The thing is, I don’t do well in large groups. I’m a textbook introvert. In fact, a friend and former boss has me in her phone as “Introvert King.” It’s not that I don’t like people, it’s that I am extremely uncomfortable striking up a conversation from scratch with a stranger. Even remembering that event all these years later makes my hands sweaty. But, I knew that the best way to get my foot in the door and possibly get a job was to get in front of the decision-makers and network.
Thankfully, I eventually found a job that has led me to a career I love and I think a significant amount of my passion for helping people find great jobs comes from the fact that I had such a hard time landing one after college. I still give job-seekers the advice to network, but I know that for many of us who are introverted, that advice is like asking them to climb Everest: not going to happen.
However, introverts have so much to offer the workplace if they can just get in the door! So, here are a few tips this proud introvert has learned about how to succeed at networking in an extrovert’s world.
Go With A Friend
Any time you’re learning a new skill (and let’s face it: networking is ABSOLUTELY a skill), having an expert to watch and help is incredibly beneficial. So, if you’re new to the networking game, call someone you trust who you know is great at it and ask to tag along. For your first time, you don’t even need to step too far out of your comfort zone. Simply having someone help you introduce yourself to strangers can be a huge help in overcoming the discomfort or anxiety that often accompanies introverts in these situations. The goal isn’t to mimic them, because you want to be yourself, but breaking the ice is often the most difficult part.
Find A Job
Even though I’ve been to numerous networking events, I still use this trick. A week or so before the event, email the person in charge and ask if there’s anything they need help with on the day of the event. Maybe you can pour drinks or greet people at the door.

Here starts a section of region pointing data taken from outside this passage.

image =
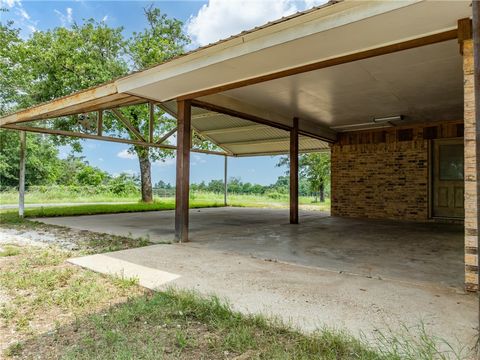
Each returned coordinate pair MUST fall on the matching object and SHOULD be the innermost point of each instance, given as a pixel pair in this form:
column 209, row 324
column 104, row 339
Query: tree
column 58, row 62
column 315, row 168
column 160, row 41
column 42, row 163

Having something to do OTHER than just talking to strangers can be a fantastic way to start a conversation. Everyone likes the person who pours their wine or opens their beer, and once that door is open it’s usually quite easy to keep the conversation going.
While networking “events,” where the entire point is to get together in a room with strangers and talk to them, are the most common form of networking, they are by no means the only or even the most effective way to network.
Many other events that fall under the networking umbrella have incredible potential but provide something to do other than just talk. If your local business organization is looking for ways to give back, suggest sorting food at the local food bank, or helping Habitat for Humanity with a job. Most large communities have a Ronald McDonald House, and they can almost all use help occasionally. Getting together with like-minded professionals not only provides a great way to meet new people, but you also help your community at the same time.
For an introvert like me, networking can be anxiety-inducing, and that fear has kept me from doing it on many occasions. However, with a few simple tricks up your sleeve, you can get the benefits from a networking event all while being your true self.